Konten ini merupakan kerja sama dengan Kompasiana, setiap artikel menjadi tanggung jawab penulis dan tidak mewakili pandangan redaksi Kompas.com
Apakah kebahagiaan harus selalu diukur dari pernikahan? Apakah justru bisa ditemukan dalam pilihan hidup yang berbeda, termasuk saat seseorang memilih untuk tidak menikah?
Di tengah norma sosial yang kerap menempatkan pernikahan sebagai salah satu pencapaian penting dalam hidup, pilihan untuk tetap melajang masih sering dipandang sebelah mata.
Tidak sedikit yang menganggap pernikahan sebagai “tahap wajib” yang harus dilalui setiap individu.
Namun, seiring perubahan zaman, cara pandang tersebut perlahan bergeser. Semakin banyak orang yang memilih untuk single-by-choice, melajang karena pilihan sadar, dan tetap mampu menjalani hidup yang utuh, bermakna, serta bahagia.
Kebahagiaan, pada akhirnya, tidak selalu harus datang dari ikatan pernikahan. Tanpa menikah pun, seseorang tetap dapat menemukan makna hidup melalui kemandirian, pertumbuhan diri, dan ketenangan batin.
Langkah awal untuk mencapai kebahagiaan dalam pilihan ini adalah berani melepaskan diri dari ekspektasi sosial. Kebahagiaan bukanlah konsep seragam yang berlaku untuk semua orang.
Bagi sebagian individu, kebahagiaan justru terletak pada kebebasan menentukan arah hidup tanpa harus berkompromi dengan pasangan.
Saya teringat seorang rekan kerja yang memilih untuk tidak menikah. Dalam kesehariannya, ia terlihat menikmati hidup dengan caranya sendiri.
Ia bebas mengambil keputusan, baik besar maupun kecil, tanpa harus menunggu kesepakatan pihak lain. Waktu dan energinya ia curahkan untuk mengembangkan diri, hobi, dan karier.
Bahkan, ia berhasil membangun usaha kuliner sederhana yang kini berkembang dan mampu membuka lapangan pekerjaan bagi orang lain. Ia juga telah memiliki rumah dan kendaraan pribadi.
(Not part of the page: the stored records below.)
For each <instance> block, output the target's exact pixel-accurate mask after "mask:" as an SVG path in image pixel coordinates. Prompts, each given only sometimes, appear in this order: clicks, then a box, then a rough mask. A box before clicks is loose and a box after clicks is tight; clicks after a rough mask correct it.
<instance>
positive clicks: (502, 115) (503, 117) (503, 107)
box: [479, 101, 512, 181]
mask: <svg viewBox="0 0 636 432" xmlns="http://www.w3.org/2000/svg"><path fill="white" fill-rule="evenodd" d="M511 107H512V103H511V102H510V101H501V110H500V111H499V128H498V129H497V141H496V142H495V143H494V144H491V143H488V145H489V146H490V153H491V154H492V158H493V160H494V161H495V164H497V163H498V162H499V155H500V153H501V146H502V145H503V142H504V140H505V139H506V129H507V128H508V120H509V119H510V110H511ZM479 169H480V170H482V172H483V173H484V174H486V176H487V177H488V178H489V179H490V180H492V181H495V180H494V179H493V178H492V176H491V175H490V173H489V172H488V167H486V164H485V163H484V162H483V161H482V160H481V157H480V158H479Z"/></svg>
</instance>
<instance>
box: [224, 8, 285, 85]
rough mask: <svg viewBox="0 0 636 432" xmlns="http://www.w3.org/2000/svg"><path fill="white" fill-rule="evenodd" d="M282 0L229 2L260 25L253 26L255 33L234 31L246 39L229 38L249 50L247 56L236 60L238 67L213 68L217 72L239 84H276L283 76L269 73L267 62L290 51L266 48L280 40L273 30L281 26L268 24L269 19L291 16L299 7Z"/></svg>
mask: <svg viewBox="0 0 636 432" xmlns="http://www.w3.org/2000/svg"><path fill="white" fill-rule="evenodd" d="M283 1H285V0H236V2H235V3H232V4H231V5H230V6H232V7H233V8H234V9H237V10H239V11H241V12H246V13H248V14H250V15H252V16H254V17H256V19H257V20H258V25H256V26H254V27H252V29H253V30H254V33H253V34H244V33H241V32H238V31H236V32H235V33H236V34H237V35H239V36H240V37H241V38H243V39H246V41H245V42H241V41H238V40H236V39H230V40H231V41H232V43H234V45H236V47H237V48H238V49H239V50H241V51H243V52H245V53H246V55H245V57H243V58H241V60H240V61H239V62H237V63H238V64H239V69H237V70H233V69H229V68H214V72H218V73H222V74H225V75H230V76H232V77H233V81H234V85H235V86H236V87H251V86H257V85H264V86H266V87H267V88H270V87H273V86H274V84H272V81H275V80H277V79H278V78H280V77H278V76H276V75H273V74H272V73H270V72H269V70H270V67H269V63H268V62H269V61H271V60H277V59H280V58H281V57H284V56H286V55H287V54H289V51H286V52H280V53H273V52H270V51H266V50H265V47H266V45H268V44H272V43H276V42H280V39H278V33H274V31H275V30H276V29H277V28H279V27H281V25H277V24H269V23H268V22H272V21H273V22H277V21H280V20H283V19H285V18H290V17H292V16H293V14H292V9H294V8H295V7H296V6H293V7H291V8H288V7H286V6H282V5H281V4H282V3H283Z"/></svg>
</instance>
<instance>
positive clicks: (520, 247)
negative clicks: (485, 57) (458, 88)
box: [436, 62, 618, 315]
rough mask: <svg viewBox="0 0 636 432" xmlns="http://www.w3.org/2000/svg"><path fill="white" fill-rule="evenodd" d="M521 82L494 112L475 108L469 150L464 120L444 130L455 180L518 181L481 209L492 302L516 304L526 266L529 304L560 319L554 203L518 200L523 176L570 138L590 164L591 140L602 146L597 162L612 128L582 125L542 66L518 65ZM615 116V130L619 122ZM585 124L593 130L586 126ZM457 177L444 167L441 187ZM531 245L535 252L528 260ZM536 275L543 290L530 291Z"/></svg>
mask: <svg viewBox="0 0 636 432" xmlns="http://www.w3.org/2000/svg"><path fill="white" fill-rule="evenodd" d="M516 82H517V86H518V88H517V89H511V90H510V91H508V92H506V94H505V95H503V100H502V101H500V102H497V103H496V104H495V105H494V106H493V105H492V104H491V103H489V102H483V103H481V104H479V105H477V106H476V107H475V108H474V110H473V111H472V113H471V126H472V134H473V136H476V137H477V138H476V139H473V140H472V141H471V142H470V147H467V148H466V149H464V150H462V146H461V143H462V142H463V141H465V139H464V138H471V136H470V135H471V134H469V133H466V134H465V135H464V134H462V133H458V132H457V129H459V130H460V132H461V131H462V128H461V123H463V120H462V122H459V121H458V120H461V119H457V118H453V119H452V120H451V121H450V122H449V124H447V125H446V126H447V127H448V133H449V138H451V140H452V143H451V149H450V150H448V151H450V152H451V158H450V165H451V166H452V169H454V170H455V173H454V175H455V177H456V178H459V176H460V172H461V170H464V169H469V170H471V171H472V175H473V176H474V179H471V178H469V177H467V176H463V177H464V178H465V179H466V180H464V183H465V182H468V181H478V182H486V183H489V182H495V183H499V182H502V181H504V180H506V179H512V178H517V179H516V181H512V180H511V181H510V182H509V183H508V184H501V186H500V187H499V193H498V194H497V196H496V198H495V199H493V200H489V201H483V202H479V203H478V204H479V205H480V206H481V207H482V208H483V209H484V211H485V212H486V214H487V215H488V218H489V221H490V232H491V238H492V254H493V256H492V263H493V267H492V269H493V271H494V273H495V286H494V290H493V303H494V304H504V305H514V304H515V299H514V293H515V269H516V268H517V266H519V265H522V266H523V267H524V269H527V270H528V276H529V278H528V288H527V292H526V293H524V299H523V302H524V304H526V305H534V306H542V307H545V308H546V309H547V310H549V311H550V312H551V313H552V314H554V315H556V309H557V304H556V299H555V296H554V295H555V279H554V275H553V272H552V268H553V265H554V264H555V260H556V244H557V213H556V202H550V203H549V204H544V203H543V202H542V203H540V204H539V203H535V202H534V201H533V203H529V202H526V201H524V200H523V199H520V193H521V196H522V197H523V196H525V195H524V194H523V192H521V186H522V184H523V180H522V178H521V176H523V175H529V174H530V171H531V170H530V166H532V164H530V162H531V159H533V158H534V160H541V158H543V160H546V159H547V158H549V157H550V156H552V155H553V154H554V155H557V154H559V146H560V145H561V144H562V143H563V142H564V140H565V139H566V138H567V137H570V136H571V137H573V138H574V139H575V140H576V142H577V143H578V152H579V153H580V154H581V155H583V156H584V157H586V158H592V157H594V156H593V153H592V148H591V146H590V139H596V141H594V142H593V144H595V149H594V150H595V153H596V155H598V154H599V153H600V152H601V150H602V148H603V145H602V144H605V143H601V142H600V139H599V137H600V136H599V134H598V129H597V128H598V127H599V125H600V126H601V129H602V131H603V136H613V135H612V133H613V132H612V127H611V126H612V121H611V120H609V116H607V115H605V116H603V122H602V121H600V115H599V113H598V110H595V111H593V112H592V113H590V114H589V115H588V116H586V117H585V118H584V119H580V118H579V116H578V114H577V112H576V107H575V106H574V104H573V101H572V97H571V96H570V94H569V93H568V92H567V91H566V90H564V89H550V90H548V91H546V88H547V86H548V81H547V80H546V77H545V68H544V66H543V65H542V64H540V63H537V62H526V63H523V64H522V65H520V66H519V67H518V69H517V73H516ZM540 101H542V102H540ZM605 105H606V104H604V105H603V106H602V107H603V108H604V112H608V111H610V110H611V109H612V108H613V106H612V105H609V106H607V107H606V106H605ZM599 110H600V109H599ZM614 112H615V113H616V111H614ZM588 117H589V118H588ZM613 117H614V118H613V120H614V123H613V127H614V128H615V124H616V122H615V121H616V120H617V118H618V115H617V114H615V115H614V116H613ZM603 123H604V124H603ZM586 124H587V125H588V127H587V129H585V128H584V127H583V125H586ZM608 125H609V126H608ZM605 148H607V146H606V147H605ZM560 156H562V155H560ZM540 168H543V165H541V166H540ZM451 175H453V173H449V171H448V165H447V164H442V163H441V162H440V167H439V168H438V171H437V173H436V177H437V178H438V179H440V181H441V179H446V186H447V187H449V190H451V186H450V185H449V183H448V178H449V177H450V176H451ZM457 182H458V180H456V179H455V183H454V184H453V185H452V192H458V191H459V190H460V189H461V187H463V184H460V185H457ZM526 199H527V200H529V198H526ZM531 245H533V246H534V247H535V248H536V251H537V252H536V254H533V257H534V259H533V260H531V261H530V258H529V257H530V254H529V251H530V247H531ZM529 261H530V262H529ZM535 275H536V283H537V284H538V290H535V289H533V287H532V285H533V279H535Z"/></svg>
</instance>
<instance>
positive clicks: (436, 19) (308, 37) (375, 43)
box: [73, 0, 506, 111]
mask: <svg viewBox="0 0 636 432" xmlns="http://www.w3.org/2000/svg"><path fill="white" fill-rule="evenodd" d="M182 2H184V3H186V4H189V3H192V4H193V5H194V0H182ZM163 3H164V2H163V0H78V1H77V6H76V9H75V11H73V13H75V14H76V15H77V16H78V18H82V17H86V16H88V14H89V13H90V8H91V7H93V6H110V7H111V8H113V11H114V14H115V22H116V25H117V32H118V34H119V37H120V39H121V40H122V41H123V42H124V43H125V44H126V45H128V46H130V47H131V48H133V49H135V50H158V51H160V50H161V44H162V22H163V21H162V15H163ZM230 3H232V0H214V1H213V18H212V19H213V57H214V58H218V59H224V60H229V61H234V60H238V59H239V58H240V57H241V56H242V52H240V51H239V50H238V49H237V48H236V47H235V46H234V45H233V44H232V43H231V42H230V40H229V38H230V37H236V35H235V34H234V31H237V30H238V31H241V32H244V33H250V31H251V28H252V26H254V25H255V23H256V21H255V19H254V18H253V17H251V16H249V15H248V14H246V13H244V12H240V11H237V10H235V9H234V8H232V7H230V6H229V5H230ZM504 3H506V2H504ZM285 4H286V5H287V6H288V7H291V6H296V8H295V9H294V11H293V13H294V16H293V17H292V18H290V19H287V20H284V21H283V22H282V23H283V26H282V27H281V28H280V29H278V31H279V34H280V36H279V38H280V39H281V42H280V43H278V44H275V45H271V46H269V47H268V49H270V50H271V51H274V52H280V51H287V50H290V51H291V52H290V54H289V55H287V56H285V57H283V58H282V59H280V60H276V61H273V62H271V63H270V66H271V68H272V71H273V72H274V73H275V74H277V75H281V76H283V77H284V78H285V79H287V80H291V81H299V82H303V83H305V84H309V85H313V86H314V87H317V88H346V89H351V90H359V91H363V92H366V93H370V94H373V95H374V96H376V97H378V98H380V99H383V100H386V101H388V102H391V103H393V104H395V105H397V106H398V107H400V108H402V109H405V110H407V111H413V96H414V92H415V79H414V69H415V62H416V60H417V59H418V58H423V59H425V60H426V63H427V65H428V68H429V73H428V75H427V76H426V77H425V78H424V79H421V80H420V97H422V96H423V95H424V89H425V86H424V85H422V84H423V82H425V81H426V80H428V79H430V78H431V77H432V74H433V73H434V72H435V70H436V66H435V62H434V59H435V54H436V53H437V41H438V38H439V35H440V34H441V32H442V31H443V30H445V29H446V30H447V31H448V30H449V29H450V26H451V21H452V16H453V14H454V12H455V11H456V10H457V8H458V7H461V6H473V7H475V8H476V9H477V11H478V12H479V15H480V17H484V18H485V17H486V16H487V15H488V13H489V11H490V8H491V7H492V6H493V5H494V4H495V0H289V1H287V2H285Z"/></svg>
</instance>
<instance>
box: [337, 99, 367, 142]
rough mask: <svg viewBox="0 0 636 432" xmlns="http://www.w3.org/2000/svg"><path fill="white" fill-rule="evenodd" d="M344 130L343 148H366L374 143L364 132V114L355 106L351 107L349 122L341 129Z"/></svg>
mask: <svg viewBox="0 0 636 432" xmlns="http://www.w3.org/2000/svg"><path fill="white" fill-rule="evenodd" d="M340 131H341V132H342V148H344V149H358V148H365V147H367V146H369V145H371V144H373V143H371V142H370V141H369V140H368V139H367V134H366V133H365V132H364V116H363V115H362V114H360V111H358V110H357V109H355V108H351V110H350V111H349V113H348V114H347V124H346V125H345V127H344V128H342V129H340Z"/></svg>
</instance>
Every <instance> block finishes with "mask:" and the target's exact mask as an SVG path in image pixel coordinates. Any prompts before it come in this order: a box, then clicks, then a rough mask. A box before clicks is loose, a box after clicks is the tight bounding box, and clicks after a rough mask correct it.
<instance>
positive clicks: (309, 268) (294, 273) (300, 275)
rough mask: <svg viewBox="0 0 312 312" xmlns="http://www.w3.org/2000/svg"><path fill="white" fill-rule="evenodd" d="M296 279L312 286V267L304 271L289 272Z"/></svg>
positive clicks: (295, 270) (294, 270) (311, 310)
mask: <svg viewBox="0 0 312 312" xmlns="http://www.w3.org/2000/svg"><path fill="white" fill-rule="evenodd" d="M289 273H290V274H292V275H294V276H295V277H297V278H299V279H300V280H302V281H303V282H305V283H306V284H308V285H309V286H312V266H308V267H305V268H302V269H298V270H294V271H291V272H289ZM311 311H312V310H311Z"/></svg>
Bagi dirinya, definisi bahagia cukup sederhana: pekerjaan berjalan lancar, kondisi keuangan aman, dan bisa menikmati waktu sendiri dengan tenang tanpa tekanan pertanyaan yang berulang tentang status pernikahan.
Di sisi lain, ada pula rekan lain yang mengambil keputusan serupa, tetapi dengan latar belakang berbeda.
Ia pernah menyaksikan secara langsung proses persalinan di rumah sakit, dan pengalaman tersebut cukup membekas hingga membuatnya memilih untuk tidak menikah dan tidak memiliki anak. Pilihan ini tentu sangat personal dan tidak bisa disamaratakan, apalagi dipaksakan.
Menariknya, tidak menikah bukan berarti hidup dalam kesendirian yang hampa. Sebagai makhluk sosial, manusia tetap membutuhkan relasi.
Mereka yang melajang justru sering kali memiliki jaringan sosial yang kuat, baik melalui persahabatan, komunitas, maupun keluarga besar.